Baldeck and Meachum were working in a "dust-collecting area in the external part of the building," said firefighter Paul Irons. He said he pulled Baldeck's body from the debris. The other two injured workers were outside the building when the blast occurred.

"(Baldeck) looked like he died from the explosion, not the fire," Irons said.

The plant sits behind the Wassage Mountains' Three Peaks, about 15 miles northwest of Cedar City and "away from people," Neilsen said. Cattle roam nearby.

"That's why it's where it's at," he said. "They want to avoid any kind of problem. It didn't tear the building apart. It didn't tear houses apart."

Neilsen said his response time to the accident "was pretty fast. I ran 115 miles per hour all the way out." Twenty-two firefighters followed.

Alan Wade and a Utah Highway Patrol officer had to drive a half a mile away before they could get out from under the cloud of smoke.

Wade, supervisor at the Iron County Solid Waste Landfill, about a mile from WECCO, was standing near the road when the blast hit. Wade disposes nonhazardous waste for WECCO. The landfill sits a mile from the plant's main gate on Iron Springs Road.

"We could see the smoke," he said. "The ammonium perchlorate just blew up."

He jumped in his truck and headed for the plant. That's when he said he saw the Utah Highway Patrol trooper.

"I told him to get out of the smoke," Wade said. "It blew away pretty fast. The way the wind was blowing, there really wasn't that much danger to people. It would be hard to create an explosion like there was in Henderson."

Wade, who attended training for hazardous waste identification at WECCO just the day before, said the plant is designed so that only a few people are allowed in the area of the ammonium perchlorate "at any given time in case it blows."

Henderson Mayor Jim Gibson, president and chief executive officer of American Pacific, said in a prepared statement: "The incident may have occurred as employees were attempting to clear a plugged dust collector. The cause of the obstruction is the matter of intense focus and investigation."

Production of the chemical "was not interrupted," Gibson said. "(But) that does not detract from the tragic loss of a human life and the pain endured by those who were injured."
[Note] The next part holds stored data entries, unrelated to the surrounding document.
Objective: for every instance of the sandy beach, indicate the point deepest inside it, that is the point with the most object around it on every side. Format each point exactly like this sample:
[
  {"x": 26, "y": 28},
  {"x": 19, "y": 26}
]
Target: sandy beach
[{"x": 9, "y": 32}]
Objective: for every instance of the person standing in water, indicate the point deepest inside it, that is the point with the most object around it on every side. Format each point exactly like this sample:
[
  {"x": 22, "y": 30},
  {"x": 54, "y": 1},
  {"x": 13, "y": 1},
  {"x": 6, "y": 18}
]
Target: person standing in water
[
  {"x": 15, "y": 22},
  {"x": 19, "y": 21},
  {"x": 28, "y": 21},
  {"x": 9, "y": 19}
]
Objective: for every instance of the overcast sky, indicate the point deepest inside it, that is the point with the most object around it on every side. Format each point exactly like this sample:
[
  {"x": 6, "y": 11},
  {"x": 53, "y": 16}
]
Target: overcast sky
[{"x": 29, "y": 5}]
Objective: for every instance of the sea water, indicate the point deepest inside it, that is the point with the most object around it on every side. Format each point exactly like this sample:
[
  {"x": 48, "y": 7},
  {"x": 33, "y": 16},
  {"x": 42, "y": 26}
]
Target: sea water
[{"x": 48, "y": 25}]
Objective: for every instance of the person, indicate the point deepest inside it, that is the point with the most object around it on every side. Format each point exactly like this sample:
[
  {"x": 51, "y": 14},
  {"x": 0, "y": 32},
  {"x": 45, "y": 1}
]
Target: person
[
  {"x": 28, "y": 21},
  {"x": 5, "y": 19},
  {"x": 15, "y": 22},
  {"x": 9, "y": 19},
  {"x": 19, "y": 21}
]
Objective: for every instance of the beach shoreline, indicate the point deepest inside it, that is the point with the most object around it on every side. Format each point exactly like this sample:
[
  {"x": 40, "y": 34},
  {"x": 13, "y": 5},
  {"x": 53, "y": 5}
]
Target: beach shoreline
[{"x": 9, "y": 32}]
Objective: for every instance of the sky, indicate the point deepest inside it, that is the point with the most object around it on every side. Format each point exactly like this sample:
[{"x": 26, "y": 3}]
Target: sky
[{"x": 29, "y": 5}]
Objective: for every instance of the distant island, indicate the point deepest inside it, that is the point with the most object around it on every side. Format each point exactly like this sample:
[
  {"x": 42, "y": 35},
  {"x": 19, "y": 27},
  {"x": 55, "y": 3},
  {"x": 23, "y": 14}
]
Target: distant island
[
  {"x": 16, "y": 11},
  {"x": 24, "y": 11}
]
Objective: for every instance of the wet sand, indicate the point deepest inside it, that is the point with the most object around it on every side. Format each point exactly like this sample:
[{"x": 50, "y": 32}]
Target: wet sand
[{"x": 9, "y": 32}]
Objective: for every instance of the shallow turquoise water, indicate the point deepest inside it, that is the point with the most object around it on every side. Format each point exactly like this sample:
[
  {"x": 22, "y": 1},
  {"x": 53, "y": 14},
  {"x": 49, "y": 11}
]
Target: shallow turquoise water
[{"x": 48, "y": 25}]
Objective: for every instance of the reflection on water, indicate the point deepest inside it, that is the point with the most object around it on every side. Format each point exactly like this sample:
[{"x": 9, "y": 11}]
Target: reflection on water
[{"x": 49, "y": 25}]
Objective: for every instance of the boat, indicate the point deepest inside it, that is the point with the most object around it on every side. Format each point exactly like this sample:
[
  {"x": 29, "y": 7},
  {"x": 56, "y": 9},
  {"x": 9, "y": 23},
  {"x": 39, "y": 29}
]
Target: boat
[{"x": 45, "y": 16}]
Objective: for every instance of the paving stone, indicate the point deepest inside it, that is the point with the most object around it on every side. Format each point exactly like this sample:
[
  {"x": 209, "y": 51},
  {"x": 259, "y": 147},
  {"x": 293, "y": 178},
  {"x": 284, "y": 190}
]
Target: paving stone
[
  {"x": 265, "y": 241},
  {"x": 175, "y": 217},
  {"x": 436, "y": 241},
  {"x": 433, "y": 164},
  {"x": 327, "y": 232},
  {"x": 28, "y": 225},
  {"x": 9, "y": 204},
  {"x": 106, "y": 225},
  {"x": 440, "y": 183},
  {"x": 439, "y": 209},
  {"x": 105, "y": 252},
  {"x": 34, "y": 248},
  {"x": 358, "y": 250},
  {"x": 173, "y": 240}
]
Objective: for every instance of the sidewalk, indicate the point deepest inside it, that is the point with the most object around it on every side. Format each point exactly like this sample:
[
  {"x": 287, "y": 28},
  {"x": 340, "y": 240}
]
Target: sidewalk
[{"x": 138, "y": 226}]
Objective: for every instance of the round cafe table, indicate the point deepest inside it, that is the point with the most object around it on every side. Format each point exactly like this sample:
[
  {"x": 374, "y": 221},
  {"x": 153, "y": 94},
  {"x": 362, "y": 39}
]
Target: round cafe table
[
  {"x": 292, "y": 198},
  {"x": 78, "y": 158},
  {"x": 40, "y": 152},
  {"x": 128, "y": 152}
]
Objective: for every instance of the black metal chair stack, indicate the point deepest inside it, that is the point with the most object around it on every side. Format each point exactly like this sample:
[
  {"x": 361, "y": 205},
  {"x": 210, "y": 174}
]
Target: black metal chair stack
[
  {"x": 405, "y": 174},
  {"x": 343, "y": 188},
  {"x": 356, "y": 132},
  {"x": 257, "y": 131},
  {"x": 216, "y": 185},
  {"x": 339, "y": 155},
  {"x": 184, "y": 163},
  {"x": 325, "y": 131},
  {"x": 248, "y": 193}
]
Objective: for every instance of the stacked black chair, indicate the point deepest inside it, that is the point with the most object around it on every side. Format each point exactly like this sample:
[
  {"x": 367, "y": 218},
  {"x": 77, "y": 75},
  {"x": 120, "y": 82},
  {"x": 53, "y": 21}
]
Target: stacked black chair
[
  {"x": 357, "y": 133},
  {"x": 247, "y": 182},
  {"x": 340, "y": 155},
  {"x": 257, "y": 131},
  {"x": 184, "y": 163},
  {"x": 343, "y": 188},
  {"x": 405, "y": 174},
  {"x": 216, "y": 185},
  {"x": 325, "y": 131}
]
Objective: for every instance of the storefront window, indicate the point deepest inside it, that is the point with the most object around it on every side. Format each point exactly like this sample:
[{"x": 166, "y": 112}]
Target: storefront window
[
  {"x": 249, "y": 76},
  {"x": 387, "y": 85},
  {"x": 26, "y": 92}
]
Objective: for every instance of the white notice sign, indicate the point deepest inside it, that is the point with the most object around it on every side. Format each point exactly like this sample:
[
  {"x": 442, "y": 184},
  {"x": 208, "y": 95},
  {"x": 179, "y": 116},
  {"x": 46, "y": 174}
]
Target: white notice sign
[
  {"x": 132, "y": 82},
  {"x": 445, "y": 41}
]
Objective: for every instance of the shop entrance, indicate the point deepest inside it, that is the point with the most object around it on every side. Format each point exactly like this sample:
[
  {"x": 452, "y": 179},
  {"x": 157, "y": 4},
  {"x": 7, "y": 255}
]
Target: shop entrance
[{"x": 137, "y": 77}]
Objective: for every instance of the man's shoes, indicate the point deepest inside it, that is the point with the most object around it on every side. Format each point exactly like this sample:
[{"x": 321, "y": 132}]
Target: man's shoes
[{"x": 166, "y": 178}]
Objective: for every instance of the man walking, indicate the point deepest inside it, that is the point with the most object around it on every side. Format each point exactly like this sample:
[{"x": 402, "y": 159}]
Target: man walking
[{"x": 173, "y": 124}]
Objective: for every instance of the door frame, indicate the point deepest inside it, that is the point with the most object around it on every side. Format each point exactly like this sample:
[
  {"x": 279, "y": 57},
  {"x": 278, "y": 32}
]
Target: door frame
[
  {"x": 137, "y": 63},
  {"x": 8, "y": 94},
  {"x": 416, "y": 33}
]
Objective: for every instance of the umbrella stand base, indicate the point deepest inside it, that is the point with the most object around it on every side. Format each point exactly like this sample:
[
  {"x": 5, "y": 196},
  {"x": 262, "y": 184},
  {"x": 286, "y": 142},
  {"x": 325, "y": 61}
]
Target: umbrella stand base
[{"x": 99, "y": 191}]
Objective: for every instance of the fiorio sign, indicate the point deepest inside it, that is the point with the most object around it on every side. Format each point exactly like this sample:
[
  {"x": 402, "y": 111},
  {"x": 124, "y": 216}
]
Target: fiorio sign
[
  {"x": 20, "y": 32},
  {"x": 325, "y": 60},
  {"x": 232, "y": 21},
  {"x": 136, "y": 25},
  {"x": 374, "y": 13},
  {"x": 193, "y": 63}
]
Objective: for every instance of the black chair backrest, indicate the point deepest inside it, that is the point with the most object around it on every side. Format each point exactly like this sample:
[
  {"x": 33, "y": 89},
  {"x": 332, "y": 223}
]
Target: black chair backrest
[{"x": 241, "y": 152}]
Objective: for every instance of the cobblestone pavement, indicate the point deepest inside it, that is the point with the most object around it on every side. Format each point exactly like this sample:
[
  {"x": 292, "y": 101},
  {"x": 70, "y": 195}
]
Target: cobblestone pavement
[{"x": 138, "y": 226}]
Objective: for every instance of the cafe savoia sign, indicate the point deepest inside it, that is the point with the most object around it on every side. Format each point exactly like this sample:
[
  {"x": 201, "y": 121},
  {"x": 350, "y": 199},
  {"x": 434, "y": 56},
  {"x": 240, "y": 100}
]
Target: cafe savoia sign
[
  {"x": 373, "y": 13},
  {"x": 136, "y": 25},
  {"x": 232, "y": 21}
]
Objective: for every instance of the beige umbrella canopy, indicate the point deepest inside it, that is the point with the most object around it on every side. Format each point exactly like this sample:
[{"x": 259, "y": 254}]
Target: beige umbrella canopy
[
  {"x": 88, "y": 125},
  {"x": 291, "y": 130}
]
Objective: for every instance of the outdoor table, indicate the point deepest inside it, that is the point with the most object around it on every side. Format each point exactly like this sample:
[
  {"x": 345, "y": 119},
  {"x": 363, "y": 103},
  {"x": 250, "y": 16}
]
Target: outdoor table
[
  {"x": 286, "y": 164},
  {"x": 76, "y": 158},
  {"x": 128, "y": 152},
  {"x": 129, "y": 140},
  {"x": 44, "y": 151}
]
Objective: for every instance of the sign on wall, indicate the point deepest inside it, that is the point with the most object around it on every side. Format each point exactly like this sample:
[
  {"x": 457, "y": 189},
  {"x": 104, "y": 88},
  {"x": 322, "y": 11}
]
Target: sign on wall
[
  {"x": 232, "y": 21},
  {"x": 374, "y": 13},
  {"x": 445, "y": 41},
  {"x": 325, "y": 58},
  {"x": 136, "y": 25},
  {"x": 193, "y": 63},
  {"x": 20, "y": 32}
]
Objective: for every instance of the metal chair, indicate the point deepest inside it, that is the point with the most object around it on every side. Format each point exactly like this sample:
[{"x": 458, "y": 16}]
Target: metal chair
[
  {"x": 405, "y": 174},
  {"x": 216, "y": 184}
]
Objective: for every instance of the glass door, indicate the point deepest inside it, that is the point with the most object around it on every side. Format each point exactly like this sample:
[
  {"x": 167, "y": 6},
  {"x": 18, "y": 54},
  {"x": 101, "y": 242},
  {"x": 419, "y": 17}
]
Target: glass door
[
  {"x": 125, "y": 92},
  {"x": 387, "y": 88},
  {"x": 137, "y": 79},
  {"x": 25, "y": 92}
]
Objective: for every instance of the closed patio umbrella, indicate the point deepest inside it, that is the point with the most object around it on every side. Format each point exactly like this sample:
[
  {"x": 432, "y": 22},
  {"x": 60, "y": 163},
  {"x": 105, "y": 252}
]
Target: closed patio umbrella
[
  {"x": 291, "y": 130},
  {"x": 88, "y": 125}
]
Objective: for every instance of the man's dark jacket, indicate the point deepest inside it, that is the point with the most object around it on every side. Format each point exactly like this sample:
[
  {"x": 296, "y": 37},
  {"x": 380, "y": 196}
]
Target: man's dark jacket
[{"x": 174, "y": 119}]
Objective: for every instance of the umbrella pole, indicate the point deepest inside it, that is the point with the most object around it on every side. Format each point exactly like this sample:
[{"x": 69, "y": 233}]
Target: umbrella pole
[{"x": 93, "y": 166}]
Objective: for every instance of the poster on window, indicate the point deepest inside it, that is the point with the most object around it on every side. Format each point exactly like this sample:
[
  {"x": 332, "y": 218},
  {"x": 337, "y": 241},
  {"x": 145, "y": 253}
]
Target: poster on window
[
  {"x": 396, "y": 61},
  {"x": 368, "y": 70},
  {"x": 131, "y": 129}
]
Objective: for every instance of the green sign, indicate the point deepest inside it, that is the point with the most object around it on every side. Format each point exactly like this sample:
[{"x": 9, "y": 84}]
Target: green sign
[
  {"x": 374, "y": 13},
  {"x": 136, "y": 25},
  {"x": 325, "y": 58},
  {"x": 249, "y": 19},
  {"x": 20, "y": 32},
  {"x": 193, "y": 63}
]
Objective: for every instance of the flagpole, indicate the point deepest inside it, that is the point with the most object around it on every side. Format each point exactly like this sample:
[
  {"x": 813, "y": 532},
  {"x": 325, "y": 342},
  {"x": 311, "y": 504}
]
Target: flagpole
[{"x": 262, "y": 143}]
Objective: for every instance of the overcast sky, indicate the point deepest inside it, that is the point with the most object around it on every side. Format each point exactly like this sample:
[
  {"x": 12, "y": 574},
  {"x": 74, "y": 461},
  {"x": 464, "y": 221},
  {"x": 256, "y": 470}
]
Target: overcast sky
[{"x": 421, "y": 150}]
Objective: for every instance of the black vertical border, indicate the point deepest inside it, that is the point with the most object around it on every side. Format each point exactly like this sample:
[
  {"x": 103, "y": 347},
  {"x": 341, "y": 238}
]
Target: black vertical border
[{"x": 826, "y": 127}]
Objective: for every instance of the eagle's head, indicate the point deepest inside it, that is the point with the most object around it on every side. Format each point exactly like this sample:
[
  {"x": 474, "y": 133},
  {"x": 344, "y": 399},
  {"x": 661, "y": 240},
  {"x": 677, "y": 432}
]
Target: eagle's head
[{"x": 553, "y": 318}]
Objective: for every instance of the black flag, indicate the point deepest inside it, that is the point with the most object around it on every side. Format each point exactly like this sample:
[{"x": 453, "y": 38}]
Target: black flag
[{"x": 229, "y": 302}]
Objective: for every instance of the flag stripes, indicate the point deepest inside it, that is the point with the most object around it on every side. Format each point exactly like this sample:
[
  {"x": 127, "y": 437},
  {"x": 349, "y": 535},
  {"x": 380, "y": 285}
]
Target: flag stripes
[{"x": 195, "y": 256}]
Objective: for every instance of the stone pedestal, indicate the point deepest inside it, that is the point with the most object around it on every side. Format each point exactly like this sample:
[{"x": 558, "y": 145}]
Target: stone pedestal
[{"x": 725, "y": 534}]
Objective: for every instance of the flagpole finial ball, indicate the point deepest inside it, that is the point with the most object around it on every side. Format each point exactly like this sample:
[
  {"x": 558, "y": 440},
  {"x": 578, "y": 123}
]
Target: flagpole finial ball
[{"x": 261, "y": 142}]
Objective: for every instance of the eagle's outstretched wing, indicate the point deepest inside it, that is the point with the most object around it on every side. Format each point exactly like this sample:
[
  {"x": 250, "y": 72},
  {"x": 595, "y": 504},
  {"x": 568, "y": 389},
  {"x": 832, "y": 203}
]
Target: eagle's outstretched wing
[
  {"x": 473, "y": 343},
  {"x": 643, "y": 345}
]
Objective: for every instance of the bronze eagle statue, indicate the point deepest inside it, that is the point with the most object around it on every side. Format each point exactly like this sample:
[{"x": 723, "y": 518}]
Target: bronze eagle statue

Two buildings at the plant house the production of ammonium perchlorate.

The plant, which produces products for space flight and defense, automotive airbags and fire extinguishers, was shut down until 1 p.m. The building where the blast occurred will remain down for about two weeks, Neilsen said.

Lisa Worthen, who lives two miles from the plant with her 11-year-old son, felt and heard the blast.

"I told my son, 'Don't go outside. Don't breathe the air."

Neighbors were evacuated for a short time until the smoke dissipated, she said.